A thought-provoking turn is found in Waldstein and Adams’ “The interface between medical anthropology and medical ethnobiology.” Through a lively retrospective of medical anthropology, Waldstein and Adams illustrate a significant shift from the expressive, symbolic, and magical dimensions of medicine to the empirical rigor of medical ethnobotany and its close relative, ethnomedicine. The latter are informed inter alia by naturalistic theories of illness causation, and by approaches developed through formal ethnobiological inquiry. By integrating chemical ecology, biomedicine, and cultural constructions of efficacy, researchers can extend and advance existing models of traditional health belief systems. The intersection of ethnobiology and applied anthropology is keenly explored by Sillitoe, who candidly illustrates the conflict between idealists and pragmatists, and how these oppositions might be reconfigured if not resolved through strategic role-shifting and collaboration.

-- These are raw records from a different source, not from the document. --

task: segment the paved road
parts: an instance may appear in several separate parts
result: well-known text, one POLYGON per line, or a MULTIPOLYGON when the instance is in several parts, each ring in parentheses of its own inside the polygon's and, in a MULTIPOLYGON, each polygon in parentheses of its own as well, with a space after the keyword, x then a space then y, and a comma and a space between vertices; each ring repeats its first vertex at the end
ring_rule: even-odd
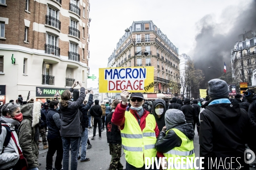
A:
MULTIPOLYGON (((81 162, 80 160, 78 162, 77 169, 79 170, 106 170, 108 168, 111 156, 109 155, 109 149, 108 144, 107 142, 107 137, 105 130, 102 134, 101 139, 99 139, 99 135, 96 136, 96 139, 94 140, 90 140, 92 136, 91 132, 93 129, 89 129, 90 132, 89 133, 89 139, 93 147, 90 149, 87 150, 86 152, 86 157, 90 159, 90 160, 87 162, 81 162)), ((195 139, 194 141, 194 146, 195 152, 195 156, 199 156, 199 136, 197 135, 197 132, 195 132, 195 139)), ((81 147, 80 147, 81 149, 81 147)), ((44 170, 46 167, 46 158, 47 150, 44 150, 40 151, 39 154, 39 162, 42 164, 40 167, 40 169, 44 170)), ((122 150, 122 156, 121 159, 121 162, 124 165, 124 168, 125 167, 125 155, 122 150)), ((53 158, 55 160, 55 157, 53 158)), ((53 162, 53 166, 54 162, 53 162)), ((197 164, 199 165, 199 163, 197 164)))

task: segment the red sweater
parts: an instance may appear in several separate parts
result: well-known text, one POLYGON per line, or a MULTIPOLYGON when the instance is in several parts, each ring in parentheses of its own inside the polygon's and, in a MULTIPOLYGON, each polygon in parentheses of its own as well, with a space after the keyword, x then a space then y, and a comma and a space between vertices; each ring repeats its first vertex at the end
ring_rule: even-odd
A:
MULTIPOLYGON (((111 122, 117 126, 119 126, 120 129, 121 130, 123 130, 125 127, 125 111, 126 110, 127 106, 127 105, 123 105, 122 103, 119 104, 115 109, 115 111, 113 113, 112 118, 111 120, 111 122)), ((130 112, 133 114, 135 118, 136 118, 137 116, 137 117, 140 117, 136 110, 130 109, 130 112), (136 114, 137 115, 137 116, 136 114)), ((149 114, 149 112, 145 110, 144 110, 144 112, 140 118, 140 129, 141 129, 142 132, 145 128, 145 126, 146 126, 146 117, 147 117, 148 114, 149 114)), ((137 120, 137 118, 136 118, 136 120, 137 120)), ((138 120, 137 120, 137 121, 138 121, 138 120)), ((138 123, 139 122, 138 122, 138 123)), ((158 127, 157 126, 157 124, 156 122, 156 127, 154 130, 156 133, 156 136, 157 138, 158 136, 158 135, 159 135, 160 132, 159 132, 158 127)), ((164 156, 163 153, 161 154, 160 153, 158 153, 158 152, 157 152, 157 156, 158 157, 164 156)))

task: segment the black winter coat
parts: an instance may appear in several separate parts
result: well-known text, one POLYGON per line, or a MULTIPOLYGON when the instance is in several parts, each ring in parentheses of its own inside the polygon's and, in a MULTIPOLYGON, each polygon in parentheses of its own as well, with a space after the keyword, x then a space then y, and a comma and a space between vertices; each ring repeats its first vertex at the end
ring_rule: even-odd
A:
POLYGON ((47 138, 54 139, 61 137, 61 116, 54 109, 50 109, 46 116, 46 122, 48 128, 47 138))
MULTIPOLYGON (((194 139, 195 132, 192 123, 185 123, 178 125, 173 128, 180 131, 190 140, 194 139)), ((169 130, 167 134, 163 131, 160 132, 155 144, 157 151, 166 153, 175 147, 179 147, 182 140, 172 130, 169 130)))
POLYGON ((193 121, 194 117, 195 117, 195 108, 190 105, 189 101, 185 101, 184 103, 185 105, 181 107, 180 110, 184 113, 186 121, 193 121))
POLYGON ((82 103, 79 108, 79 109, 83 113, 83 119, 82 123, 82 128, 83 132, 85 130, 85 128, 88 128, 89 127, 89 118, 88 117, 88 110, 90 108, 91 105, 93 104, 93 95, 90 94, 88 99, 88 102, 86 105, 82 103))
POLYGON ((108 114, 106 117, 106 128, 107 129, 107 139, 108 143, 117 144, 122 143, 120 128, 111 122, 113 111, 108 114))
MULTIPOLYGON (((256 133, 255 123, 238 105, 218 103, 205 108, 200 114, 199 136, 200 156, 204 157, 204 168, 208 167, 209 157, 214 160, 216 158, 217 162, 221 158, 223 161, 227 157, 240 157, 237 160, 241 166, 248 167, 244 160, 245 144, 256 152, 256 136, 252 135, 256 133)), ((228 160, 226 167, 230 162, 228 160)), ((232 168, 240 167, 237 161, 234 162, 232 168)))

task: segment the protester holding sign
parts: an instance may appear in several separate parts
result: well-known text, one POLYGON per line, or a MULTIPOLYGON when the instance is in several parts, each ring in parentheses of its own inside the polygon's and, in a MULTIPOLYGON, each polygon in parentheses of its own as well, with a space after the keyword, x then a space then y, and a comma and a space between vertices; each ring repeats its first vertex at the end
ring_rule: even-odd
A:
POLYGON ((130 111, 126 111, 130 94, 127 90, 122 91, 122 102, 117 105, 111 122, 120 126, 122 146, 127 162, 126 169, 144 169, 145 157, 156 156, 154 144, 159 130, 154 116, 142 107, 144 99, 141 93, 131 95, 131 106, 130 111))

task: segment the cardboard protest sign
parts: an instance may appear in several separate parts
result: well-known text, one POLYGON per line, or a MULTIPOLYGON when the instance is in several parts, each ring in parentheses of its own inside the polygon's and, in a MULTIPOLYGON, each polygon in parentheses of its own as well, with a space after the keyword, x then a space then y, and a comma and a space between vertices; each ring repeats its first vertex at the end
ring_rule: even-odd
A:
POLYGON ((99 68, 99 93, 154 91, 154 67, 99 68))

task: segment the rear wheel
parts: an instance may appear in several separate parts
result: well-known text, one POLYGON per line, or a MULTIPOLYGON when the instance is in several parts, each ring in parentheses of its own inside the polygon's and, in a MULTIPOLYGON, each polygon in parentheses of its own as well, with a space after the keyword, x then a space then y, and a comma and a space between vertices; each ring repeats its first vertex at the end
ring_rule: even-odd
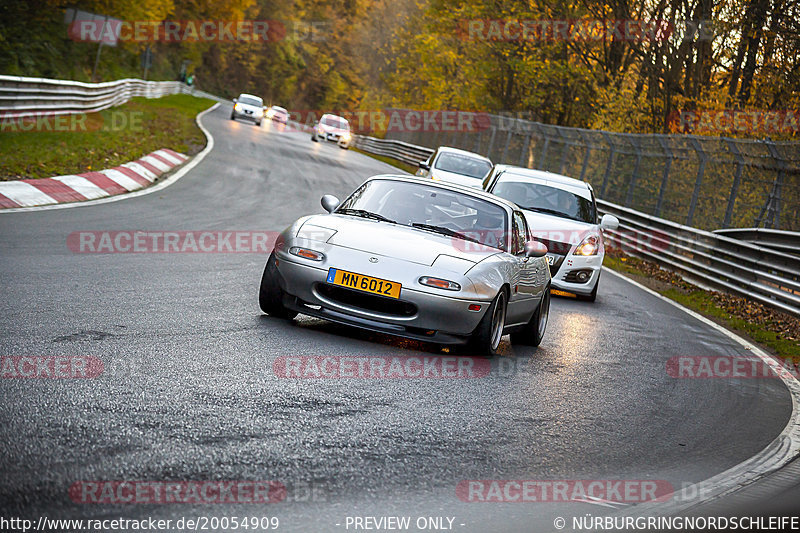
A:
POLYGON ((542 301, 536 312, 525 324, 522 331, 511 334, 512 344, 523 344, 526 346, 539 346, 547 330, 547 320, 550 318, 550 286, 548 285, 542 294, 542 301))
POLYGON ((258 304, 261 306, 261 310, 276 318, 291 320, 297 316, 295 311, 283 306, 283 295, 283 289, 278 283, 278 264, 275 260, 275 252, 272 252, 264 267, 261 289, 258 291, 258 304))
POLYGON ((471 351, 481 355, 497 355, 506 325, 506 304, 506 292, 501 289, 472 334, 471 351))

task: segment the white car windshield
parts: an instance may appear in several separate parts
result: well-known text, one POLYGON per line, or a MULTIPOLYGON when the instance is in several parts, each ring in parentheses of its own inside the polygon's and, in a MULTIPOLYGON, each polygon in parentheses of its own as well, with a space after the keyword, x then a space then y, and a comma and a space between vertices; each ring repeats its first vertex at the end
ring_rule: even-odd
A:
POLYGON ((356 190, 336 213, 384 219, 505 250, 507 212, 469 194, 405 181, 376 179, 356 190))
POLYGON ((332 128, 337 128, 340 130, 350 130, 350 124, 343 118, 339 117, 323 117, 322 123, 326 126, 330 126, 332 128))
POLYGON ((463 154, 442 152, 436 159, 437 170, 453 172, 470 178, 481 179, 492 169, 491 163, 463 154))
POLYGON ((264 107, 264 101, 261 98, 254 98, 252 96, 239 96, 239 98, 236 101, 244 105, 264 107))
POLYGON ((500 179, 490 191, 522 209, 594 224, 594 203, 578 194, 543 183, 500 179))

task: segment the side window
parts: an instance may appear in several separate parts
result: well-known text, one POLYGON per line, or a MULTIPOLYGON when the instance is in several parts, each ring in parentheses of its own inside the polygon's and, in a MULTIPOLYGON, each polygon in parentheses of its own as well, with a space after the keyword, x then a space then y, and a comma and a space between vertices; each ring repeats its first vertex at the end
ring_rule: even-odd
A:
POLYGON ((514 211, 514 229, 511 234, 511 253, 519 255, 525 253, 525 243, 528 241, 528 225, 525 216, 519 211, 514 211))

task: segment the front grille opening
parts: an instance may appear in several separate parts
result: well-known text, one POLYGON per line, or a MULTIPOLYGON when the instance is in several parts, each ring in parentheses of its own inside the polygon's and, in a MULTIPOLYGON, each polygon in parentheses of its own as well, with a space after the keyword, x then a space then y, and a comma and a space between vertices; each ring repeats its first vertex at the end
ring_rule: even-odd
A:
POLYGON ((536 239, 540 243, 547 246, 547 251, 551 254, 567 255, 572 249, 572 245, 568 242, 551 241, 550 239, 536 239))
POLYGON ((318 284, 317 292, 328 300, 383 315, 414 316, 417 314, 417 306, 412 303, 327 283, 318 284))

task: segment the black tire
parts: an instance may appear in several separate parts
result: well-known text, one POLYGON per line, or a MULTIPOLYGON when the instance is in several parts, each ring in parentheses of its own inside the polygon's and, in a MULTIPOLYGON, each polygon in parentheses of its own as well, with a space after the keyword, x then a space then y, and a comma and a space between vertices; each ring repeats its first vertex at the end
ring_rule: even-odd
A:
POLYGON ((269 254, 264 275, 261 276, 261 288, 258 291, 258 304, 261 310, 275 318, 288 320, 297 316, 295 311, 283 306, 283 289, 278 283, 278 265, 275 263, 275 252, 269 254))
POLYGON ((589 293, 589 296, 581 296, 578 295, 579 300, 583 300, 584 302, 594 302, 597 300, 597 287, 600 286, 600 274, 597 275, 597 281, 594 283, 594 289, 592 292, 589 293))
POLYGON ((525 327, 516 333, 511 334, 511 344, 522 344, 524 346, 539 346, 547 331, 547 321, 550 318, 550 285, 542 293, 542 301, 534 311, 533 316, 525 324, 525 327))
POLYGON ((472 333, 468 346, 470 352, 477 355, 497 355, 506 323, 507 305, 508 296, 506 291, 501 289, 472 333))

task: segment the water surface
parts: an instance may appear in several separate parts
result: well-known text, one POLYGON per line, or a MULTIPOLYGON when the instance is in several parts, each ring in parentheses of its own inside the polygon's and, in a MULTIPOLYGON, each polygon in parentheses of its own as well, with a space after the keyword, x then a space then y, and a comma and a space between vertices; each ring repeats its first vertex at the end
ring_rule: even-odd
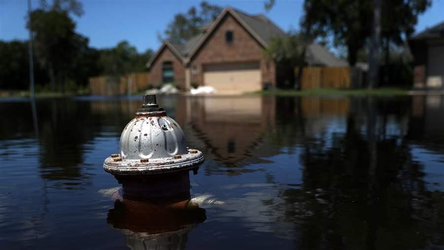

The volume concludes with Hunn's triumphant return to traditional ecological knowledge and its beneficent influence on ethnographic praxis and description. Replicating natural learning processes effectively is a formidable challenge for ethnobiological research, which Hunn asseverates here by way of creative illustrations, multi-media techniques, and finally, an approach more familiar to cultural relativists—the written narrative. Accordingly, Hunn envisions three layers, a master narrative, a technical narrative, and a monographic narrative, which collectively render ethnobiological information with perspicuity and imagination. Hunn offers approbation to ethnobiological efforts to engage diverse audiences through didactic applications that are both comprehensible and purposeful.
The essays in this auspicious volume constitute a sentient portrait of ethnobiology as a discipline on a heedful journey, possibly leading toward the very core of anthropological thought and practice. Perhaps the most revealing intimation to be found is the relevance of the human mind to ethnobiology, and the powerful, organic triangulation between nature, culture, and cognition. This model is amenable to the intellectual progression of a field whose history is well-established but whose trajectory has been obfuscated, if only temporarily, by the turbulence so apparent in academic anthropology. While theories of mind are copacetic for British anthropologists and evolutionary psychologists, they have yet to surface fully in ethnobiological inquiry. Much like anthropology, ethnobiology is arriving, swiftly and inevitably, face-to-face with what appear to be its own design dilemmas. But, as these authors reveal so persuasively in this guidepost volume, such dilemmas do not necessarily hinder momentum. They accelerate scientific and creative thinking in progressive new directions.